Based on the assumptions outlined above, a block diagram of the system has been developed (Figure 1). Also the necessary requirements for its parts have been defined.

Figure 1.

Block diagram of the EMG sensor.

Properties of electrodes that have been used in the system were selected primarily on the basis of SENIAM (Surface ElectroMyoGraphy for the Non-Invasive Assessment of Muscles) recommendations [4]. According to them, there are bipolar electrodes. Due to the small size of the analyzed muscle, the electrodes must be placed close to those muscles. Also, the electrodes must be small.

Electrical impulses collected by the electrodes need to be amplified around 500–1000 times. For this purpose, it is necessary to use specially designed low-noise amplifiers.
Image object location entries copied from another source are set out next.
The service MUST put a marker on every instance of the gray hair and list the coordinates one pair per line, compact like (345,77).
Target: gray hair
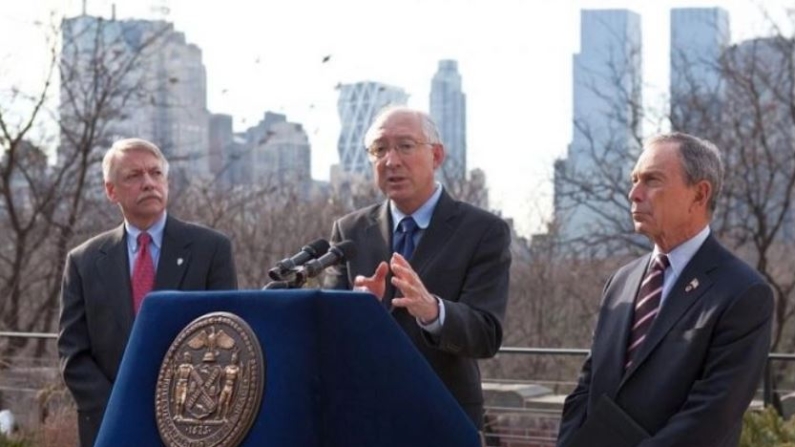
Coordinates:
(701,160)
(127,145)
(429,129)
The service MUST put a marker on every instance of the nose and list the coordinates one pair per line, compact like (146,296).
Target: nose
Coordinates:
(634,194)
(392,158)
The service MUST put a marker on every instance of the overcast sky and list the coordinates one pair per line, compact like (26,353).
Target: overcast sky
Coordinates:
(515,59)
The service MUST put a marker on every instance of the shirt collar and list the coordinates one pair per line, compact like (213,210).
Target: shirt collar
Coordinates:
(423,214)
(680,256)
(155,232)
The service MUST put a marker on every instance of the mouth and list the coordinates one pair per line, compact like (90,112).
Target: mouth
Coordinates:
(148,198)
(393,179)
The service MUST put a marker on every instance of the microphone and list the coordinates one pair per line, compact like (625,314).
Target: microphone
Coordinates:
(337,254)
(307,253)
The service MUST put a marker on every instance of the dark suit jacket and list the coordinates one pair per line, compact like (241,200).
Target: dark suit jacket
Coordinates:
(96,299)
(697,371)
(463,258)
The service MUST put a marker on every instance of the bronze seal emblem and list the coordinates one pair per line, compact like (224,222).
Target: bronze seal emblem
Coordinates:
(211,383)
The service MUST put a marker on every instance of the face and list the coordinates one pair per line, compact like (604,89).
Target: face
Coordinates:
(664,207)
(406,178)
(139,185)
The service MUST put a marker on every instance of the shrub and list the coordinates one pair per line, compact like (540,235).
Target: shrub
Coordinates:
(765,428)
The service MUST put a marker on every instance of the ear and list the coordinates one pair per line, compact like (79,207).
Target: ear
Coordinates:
(703,192)
(110,192)
(439,154)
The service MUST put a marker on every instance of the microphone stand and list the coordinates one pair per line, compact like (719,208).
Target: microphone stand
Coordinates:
(296,281)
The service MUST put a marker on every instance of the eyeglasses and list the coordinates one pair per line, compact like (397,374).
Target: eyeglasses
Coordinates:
(404,146)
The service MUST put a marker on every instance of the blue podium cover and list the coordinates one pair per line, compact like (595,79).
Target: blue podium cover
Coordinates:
(339,373)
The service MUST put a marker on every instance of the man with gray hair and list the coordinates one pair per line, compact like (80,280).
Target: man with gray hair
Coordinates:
(684,331)
(107,277)
(440,265)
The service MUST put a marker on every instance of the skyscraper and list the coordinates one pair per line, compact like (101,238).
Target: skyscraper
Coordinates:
(589,194)
(357,106)
(448,110)
(699,36)
(138,78)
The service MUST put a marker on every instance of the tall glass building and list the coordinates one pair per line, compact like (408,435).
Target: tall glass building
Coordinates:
(357,106)
(699,37)
(448,110)
(607,121)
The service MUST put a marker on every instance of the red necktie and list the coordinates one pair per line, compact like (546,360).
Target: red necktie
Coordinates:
(647,305)
(143,279)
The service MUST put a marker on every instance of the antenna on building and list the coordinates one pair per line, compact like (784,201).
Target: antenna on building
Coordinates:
(160,9)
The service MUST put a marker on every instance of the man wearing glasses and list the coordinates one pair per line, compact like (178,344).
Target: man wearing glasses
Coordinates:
(441,266)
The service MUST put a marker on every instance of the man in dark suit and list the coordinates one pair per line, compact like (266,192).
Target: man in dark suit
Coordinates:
(681,354)
(106,277)
(449,288)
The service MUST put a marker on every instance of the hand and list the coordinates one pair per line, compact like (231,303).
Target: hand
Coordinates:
(416,299)
(375,284)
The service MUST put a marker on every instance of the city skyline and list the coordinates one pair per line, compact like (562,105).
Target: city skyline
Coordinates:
(518,84)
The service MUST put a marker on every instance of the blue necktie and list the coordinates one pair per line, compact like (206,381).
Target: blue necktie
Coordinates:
(404,239)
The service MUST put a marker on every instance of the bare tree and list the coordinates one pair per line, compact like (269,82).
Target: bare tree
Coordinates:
(49,207)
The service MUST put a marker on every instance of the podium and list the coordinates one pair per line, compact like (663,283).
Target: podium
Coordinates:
(339,372)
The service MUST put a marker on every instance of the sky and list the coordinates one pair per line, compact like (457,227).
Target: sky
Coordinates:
(515,59)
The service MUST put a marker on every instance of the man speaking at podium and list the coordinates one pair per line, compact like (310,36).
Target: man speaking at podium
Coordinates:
(441,266)
(107,277)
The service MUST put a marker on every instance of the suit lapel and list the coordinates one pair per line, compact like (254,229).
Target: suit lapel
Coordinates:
(680,299)
(174,256)
(622,304)
(113,266)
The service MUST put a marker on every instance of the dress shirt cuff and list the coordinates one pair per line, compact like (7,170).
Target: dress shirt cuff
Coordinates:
(435,326)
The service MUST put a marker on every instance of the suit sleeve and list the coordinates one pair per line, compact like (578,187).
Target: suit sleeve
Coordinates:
(473,323)
(222,274)
(732,369)
(336,277)
(575,408)
(89,386)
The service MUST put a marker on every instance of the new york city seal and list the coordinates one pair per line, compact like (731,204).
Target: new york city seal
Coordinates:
(211,383)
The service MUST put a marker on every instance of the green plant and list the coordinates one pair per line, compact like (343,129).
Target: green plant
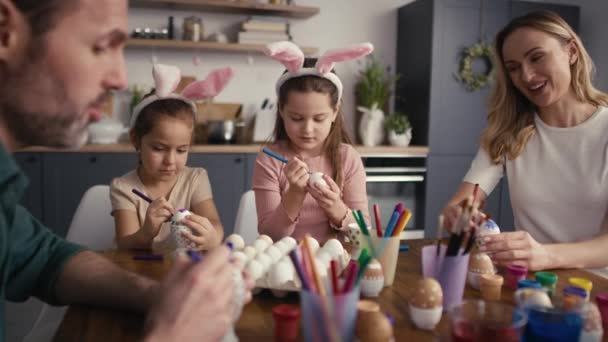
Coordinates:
(376,84)
(397,122)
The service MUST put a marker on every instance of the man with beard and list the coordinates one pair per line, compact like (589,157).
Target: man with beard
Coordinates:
(58,60)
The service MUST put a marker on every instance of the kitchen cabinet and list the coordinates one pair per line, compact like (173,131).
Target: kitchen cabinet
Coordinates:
(227,176)
(68,175)
(431,35)
(31,164)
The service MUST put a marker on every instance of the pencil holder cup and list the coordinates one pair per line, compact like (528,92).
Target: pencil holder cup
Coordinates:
(325,318)
(450,271)
(388,247)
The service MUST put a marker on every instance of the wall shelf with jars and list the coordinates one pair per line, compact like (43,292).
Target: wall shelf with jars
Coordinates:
(202,45)
(235,7)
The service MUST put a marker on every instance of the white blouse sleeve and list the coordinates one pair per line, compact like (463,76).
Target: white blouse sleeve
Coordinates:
(484,172)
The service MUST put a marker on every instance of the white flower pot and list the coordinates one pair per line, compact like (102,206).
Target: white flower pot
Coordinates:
(401,140)
(371,127)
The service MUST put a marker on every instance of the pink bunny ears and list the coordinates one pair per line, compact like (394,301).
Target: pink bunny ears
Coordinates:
(290,55)
(166,79)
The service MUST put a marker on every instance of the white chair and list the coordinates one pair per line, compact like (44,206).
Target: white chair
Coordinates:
(246,223)
(92,226)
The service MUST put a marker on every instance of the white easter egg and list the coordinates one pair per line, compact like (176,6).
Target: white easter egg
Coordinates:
(240,257)
(323,257)
(255,269)
(283,247)
(264,260)
(313,243)
(291,242)
(237,242)
(180,215)
(280,274)
(317,178)
(265,238)
(274,253)
(260,245)
(250,252)
(334,248)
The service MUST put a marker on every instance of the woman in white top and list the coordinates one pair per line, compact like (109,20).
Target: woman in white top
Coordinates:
(548,133)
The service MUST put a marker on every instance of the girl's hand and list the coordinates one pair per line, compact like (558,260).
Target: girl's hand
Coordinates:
(203,232)
(159,212)
(517,248)
(329,198)
(297,175)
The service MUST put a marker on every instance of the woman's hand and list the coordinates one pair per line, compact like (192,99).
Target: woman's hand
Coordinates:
(297,175)
(204,234)
(159,212)
(329,199)
(517,248)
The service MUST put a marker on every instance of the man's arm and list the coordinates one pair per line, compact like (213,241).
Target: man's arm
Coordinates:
(90,278)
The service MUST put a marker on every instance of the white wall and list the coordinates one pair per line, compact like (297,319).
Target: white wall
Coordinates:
(340,23)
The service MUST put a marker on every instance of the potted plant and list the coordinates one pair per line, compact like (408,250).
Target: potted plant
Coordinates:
(373,90)
(399,129)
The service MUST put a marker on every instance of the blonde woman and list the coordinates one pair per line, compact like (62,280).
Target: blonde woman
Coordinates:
(548,133)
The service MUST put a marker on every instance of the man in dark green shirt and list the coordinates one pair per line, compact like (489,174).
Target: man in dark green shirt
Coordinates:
(58,60)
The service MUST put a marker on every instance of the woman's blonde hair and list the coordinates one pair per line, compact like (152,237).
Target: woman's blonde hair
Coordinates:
(511,114)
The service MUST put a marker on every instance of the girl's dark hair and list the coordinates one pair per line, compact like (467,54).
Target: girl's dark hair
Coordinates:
(337,134)
(43,15)
(150,114)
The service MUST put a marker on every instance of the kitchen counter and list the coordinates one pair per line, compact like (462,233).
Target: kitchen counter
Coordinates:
(365,151)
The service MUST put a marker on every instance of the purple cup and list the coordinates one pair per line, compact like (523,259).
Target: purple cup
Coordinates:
(602,303)
(450,271)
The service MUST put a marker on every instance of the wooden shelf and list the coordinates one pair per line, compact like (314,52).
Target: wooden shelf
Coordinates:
(212,46)
(236,7)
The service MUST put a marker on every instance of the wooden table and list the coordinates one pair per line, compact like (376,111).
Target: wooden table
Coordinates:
(85,323)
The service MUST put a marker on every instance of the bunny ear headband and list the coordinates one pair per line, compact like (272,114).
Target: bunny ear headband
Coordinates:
(166,79)
(290,55)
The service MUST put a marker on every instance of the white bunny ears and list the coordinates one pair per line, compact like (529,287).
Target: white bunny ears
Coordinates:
(290,55)
(166,79)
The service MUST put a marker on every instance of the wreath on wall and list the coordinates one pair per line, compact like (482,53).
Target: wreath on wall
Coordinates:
(476,80)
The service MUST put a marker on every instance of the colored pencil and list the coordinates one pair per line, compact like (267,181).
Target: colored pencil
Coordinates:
(377,219)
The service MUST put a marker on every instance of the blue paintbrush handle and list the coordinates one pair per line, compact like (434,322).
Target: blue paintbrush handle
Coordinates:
(274,155)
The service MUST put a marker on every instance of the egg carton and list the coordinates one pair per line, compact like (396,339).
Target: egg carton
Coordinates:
(269,264)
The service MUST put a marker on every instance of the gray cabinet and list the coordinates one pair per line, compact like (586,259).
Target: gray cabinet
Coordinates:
(227,177)
(431,35)
(31,164)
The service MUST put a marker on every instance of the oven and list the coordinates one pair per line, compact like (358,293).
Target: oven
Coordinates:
(393,178)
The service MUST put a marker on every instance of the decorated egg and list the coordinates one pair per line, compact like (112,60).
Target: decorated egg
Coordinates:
(260,245)
(265,238)
(241,258)
(255,270)
(250,252)
(316,178)
(179,216)
(236,240)
(428,294)
(274,253)
(373,326)
(334,248)
(372,281)
(281,273)
(313,243)
(479,263)
(264,260)
(291,242)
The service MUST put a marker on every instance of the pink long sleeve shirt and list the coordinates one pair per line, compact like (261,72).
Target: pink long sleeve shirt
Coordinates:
(270,183)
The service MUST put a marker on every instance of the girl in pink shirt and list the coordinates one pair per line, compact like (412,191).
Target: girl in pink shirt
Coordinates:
(309,133)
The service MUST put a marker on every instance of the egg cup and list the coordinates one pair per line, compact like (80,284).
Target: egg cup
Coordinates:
(425,319)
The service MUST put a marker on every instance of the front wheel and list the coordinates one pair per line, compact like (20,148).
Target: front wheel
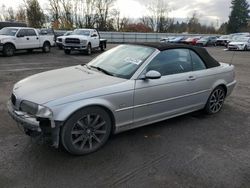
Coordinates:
(46,47)
(8,50)
(89,49)
(86,131)
(215,100)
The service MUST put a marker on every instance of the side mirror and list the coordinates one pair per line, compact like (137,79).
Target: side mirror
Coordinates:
(152,75)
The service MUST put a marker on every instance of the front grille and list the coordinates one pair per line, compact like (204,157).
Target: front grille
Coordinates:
(13,99)
(72,41)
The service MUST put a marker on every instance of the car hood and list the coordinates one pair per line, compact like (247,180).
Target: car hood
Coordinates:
(237,43)
(51,85)
(78,36)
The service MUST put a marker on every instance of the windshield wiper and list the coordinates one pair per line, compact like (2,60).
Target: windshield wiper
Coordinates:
(102,70)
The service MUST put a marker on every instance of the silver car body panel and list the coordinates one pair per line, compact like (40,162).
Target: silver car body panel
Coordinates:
(134,102)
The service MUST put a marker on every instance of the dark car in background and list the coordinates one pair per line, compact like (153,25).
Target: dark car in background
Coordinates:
(207,41)
(191,40)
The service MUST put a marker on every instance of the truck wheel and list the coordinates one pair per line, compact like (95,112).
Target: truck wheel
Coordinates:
(86,131)
(8,50)
(46,47)
(89,50)
(67,51)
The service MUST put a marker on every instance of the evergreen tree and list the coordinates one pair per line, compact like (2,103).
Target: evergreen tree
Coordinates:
(35,15)
(238,17)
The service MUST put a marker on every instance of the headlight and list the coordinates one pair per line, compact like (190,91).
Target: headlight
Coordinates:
(83,41)
(35,109)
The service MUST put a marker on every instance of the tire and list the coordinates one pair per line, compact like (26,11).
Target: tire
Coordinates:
(86,131)
(215,101)
(89,49)
(66,51)
(46,47)
(8,50)
(102,47)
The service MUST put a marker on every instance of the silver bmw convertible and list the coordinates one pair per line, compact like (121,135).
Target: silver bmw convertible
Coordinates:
(129,86)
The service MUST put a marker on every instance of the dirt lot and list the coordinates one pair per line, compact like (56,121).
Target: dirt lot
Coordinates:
(194,150)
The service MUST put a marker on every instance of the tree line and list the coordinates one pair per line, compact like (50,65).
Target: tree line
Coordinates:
(102,14)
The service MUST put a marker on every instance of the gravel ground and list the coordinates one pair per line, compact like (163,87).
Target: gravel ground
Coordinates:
(193,150)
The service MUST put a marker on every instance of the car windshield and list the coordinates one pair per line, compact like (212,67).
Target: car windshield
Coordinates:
(81,32)
(68,33)
(205,38)
(122,61)
(8,31)
(241,39)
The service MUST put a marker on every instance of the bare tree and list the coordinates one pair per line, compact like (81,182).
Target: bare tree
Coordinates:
(90,13)
(35,15)
(157,18)
(55,12)
(103,8)
(67,18)
(21,14)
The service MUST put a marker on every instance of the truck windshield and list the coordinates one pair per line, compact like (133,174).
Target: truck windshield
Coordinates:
(8,31)
(122,61)
(81,32)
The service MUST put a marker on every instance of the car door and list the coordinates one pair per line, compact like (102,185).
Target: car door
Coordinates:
(171,94)
(33,39)
(21,41)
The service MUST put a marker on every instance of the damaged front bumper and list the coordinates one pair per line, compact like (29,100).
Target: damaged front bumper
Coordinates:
(43,129)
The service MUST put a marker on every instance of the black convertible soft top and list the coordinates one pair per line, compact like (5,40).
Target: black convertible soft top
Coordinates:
(202,52)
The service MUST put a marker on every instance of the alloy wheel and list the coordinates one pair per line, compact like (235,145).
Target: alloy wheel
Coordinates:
(88,132)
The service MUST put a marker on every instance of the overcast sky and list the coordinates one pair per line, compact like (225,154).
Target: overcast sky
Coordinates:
(208,10)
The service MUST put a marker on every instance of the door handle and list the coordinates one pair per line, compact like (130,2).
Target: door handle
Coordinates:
(191,78)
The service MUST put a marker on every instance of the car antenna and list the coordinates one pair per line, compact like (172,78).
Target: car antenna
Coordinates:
(231,62)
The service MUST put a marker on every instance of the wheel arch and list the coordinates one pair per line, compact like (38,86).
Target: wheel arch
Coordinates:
(68,111)
(46,42)
(221,83)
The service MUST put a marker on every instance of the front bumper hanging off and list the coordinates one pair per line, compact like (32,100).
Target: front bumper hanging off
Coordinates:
(34,127)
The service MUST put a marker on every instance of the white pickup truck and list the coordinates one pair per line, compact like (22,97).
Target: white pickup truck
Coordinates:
(83,40)
(23,38)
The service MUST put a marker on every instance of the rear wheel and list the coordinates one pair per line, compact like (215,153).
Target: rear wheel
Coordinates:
(46,47)
(215,100)
(86,131)
(8,50)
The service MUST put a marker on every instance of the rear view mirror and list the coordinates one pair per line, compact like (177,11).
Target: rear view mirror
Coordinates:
(153,75)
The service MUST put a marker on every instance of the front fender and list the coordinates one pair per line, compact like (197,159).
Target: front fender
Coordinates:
(63,112)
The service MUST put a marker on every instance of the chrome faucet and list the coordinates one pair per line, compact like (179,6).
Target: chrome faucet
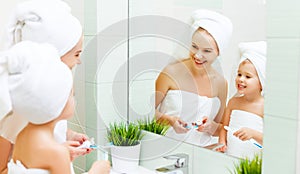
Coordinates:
(180,166)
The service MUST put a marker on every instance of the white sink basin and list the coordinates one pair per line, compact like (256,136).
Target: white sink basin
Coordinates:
(140,170)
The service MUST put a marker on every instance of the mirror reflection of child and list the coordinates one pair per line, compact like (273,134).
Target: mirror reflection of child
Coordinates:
(244,113)
(40,89)
(34,20)
(191,90)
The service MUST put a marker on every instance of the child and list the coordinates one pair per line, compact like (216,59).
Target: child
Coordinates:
(39,87)
(244,113)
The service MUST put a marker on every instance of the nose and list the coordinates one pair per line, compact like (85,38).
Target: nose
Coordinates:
(198,55)
(78,61)
(241,78)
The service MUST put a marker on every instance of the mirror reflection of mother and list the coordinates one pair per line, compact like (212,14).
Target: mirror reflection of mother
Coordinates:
(192,90)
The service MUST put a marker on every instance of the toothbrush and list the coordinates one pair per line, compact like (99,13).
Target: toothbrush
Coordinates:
(251,140)
(194,125)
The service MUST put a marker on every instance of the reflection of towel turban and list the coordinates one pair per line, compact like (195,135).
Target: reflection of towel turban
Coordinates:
(218,25)
(45,21)
(256,53)
(34,82)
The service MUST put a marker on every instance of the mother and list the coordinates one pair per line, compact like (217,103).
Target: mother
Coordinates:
(192,90)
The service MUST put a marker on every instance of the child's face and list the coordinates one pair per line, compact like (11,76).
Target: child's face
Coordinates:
(247,81)
(72,58)
(204,49)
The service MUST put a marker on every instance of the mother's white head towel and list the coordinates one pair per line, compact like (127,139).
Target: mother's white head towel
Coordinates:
(36,83)
(218,25)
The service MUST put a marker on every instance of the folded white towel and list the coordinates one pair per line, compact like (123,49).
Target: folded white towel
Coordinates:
(218,25)
(256,53)
(37,83)
(45,21)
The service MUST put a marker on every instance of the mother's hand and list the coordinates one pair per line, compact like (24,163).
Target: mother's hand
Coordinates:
(209,126)
(179,125)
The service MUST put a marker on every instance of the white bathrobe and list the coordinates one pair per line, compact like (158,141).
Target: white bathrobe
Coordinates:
(190,107)
(237,147)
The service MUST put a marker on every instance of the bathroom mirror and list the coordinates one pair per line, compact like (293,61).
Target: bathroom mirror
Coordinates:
(152,47)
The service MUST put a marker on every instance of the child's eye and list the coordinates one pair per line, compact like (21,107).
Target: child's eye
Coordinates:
(194,46)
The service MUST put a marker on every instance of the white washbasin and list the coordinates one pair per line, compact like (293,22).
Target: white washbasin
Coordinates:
(140,170)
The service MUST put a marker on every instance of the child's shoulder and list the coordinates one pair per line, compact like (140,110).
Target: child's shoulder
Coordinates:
(234,100)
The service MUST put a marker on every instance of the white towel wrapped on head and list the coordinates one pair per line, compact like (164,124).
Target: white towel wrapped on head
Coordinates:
(218,25)
(256,52)
(38,82)
(45,21)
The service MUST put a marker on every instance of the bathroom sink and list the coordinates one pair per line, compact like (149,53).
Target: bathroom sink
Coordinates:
(140,170)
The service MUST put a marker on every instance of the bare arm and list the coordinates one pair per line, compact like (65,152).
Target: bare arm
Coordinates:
(223,97)
(225,122)
(162,85)
(59,160)
(247,133)
(5,151)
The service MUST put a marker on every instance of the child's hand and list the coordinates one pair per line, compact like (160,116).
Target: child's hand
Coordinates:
(179,125)
(244,133)
(102,167)
(208,126)
(222,149)
(74,151)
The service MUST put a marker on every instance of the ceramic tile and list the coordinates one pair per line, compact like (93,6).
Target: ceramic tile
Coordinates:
(283,19)
(154,147)
(90,17)
(141,99)
(91,106)
(282,78)
(112,102)
(89,61)
(280,144)
(210,162)
(196,3)
(112,16)
(111,59)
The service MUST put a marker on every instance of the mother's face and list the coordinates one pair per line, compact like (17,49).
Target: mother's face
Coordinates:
(204,49)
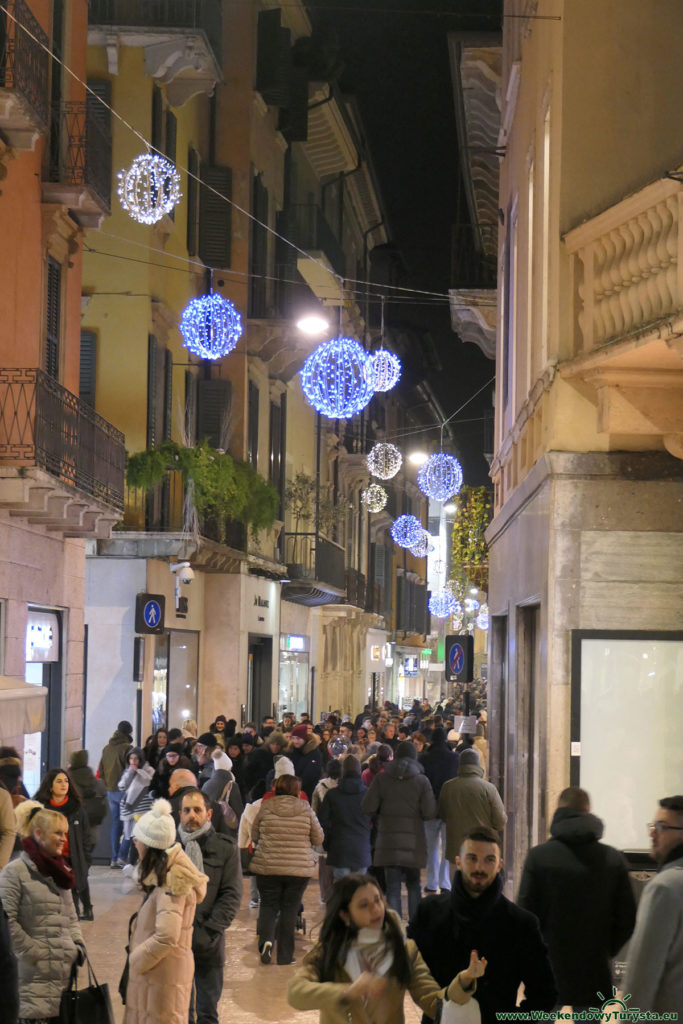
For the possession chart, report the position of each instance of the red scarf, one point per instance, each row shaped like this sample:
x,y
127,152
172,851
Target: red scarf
x,y
53,867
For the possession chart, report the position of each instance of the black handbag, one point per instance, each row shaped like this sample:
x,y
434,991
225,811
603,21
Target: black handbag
x,y
85,1006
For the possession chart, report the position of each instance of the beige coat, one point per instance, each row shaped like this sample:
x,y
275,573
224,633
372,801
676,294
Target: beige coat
x,y
162,966
285,833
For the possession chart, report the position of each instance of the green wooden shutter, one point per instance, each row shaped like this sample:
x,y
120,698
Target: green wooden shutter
x,y
215,216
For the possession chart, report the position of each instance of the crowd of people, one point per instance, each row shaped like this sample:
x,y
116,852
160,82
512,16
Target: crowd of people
x,y
369,804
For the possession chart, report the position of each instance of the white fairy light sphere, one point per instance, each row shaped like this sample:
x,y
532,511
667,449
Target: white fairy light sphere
x,y
337,378
440,477
211,327
150,188
441,604
384,460
421,549
374,498
386,370
407,530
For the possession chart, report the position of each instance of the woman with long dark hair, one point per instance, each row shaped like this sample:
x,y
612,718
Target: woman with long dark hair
x,y
361,966
57,792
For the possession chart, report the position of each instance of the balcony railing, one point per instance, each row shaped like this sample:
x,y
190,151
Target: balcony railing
x,y
204,15
43,424
626,266
24,61
80,151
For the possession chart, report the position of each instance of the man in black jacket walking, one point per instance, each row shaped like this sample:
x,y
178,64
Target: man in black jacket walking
x,y
218,857
580,891
475,914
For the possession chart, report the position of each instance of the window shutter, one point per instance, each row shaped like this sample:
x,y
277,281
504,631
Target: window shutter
x,y
53,318
213,412
215,216
86,388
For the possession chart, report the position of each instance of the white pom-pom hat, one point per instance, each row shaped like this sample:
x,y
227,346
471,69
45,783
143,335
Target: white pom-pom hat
x,y
157,827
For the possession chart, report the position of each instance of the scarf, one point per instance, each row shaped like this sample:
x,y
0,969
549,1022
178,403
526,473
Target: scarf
x,y
191,847
52,867
369,951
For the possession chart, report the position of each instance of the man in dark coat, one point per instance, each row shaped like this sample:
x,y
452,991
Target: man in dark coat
x,y
579,889
475,914
219,859
401,799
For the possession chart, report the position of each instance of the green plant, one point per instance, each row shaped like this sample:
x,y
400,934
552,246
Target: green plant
x,y
221,487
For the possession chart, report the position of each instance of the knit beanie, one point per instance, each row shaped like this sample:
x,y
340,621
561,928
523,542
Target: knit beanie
x,y
407,750
157,827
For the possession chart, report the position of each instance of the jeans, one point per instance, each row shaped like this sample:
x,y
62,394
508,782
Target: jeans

Due to the use of bipolar electrodes, the amplifier operates in a differential regime that helps significantly to reduce the impact of external noise in the recorded signal.

For further analysis of EMG signals, it is necessary to replace electrical EMG signals with a digital form. This process allows to carry on digital processing of EMG signals on computer devices. This transformation process of analog signals into their digital form requires the use of a signal acquisition card (DAQ card). Due to the requirement of system mobility, the optimal solution is to use an external adapter with a USB interface. It enables the use of easy-to-carry laptop, and besides, there is no need to use additional power supplies since enough energy is supplied by the USB port. An important element of the system is a PC. On this device, the programs for SVR based on electromyography signals are installed.

2.2. Electrodes

The elements used to collect the electromyography signals are electrodes. The device uses various types of electrodes in order to allow finding the best solution. The self-adhesive electrodes (Figure 2) provide the most flexibility for an individual subject. The use of this kind of electrodes allows placing them almost anywhere. Initial experiments have shown that the adhesion of such electrodes is only possible on smooth and dry skin. The presence of hairs on the skin, sweat, and wrinkles often prevents the attachment of electrodes.

Figure 2.

Self-adhesive electrodes.

An alternative solution is to use cup-shaped metal electrodes (Figure 3). They also contain isolated electrodes, which make them any deployment. They require using a special adhesives conductive gel that is used for fixing the electrode and increases the conductivity of the connection. The electrodes may be made of different materials, such as silver, silver coated with silver chloride (Ag/AgCl), gold, iron, or tin. Due to the very good properties – low and stable in time voltage – the most commonly used are silver electrodes coated with silver chloride.

Figure 3.

Cup-shaped electrodes.

The main advantage of individual electrodes is the possibility of putting them on any place, although in certain circumstances, it may be a significant drawback. That happens when the repeatable electrode placement is needed in order to couple each other. A good solution in such a situation is the use of bar-type bipolar electrodes (Figure 4). These electrodes are compact and are lead shielded. The distance between the electrodes is strongly determined by their structure.

Figure 4.

Bar-type electrodes.

During the measurement process, in addition to EMG signal electrodes, it is necessary to use a reference electrode. The purpose of the additional electrode is to determine the reference potential of the speaker. Without this additional electrode, the amount of noise (especially from the power network) in the acquisition increases greatly, which prevents the measurement completely. During the measurements, the reference electrode is connected to the patient in a place where there is no muscular activity.

2.3. Amplifier

Figure 5.

EMG amplifier.

To amplify the electrical EMG signals from the electrodes, specially designed amplifiers are used [5]. The development of the designed systems allows for a perfect fit of the amplifier for the SVR purpose.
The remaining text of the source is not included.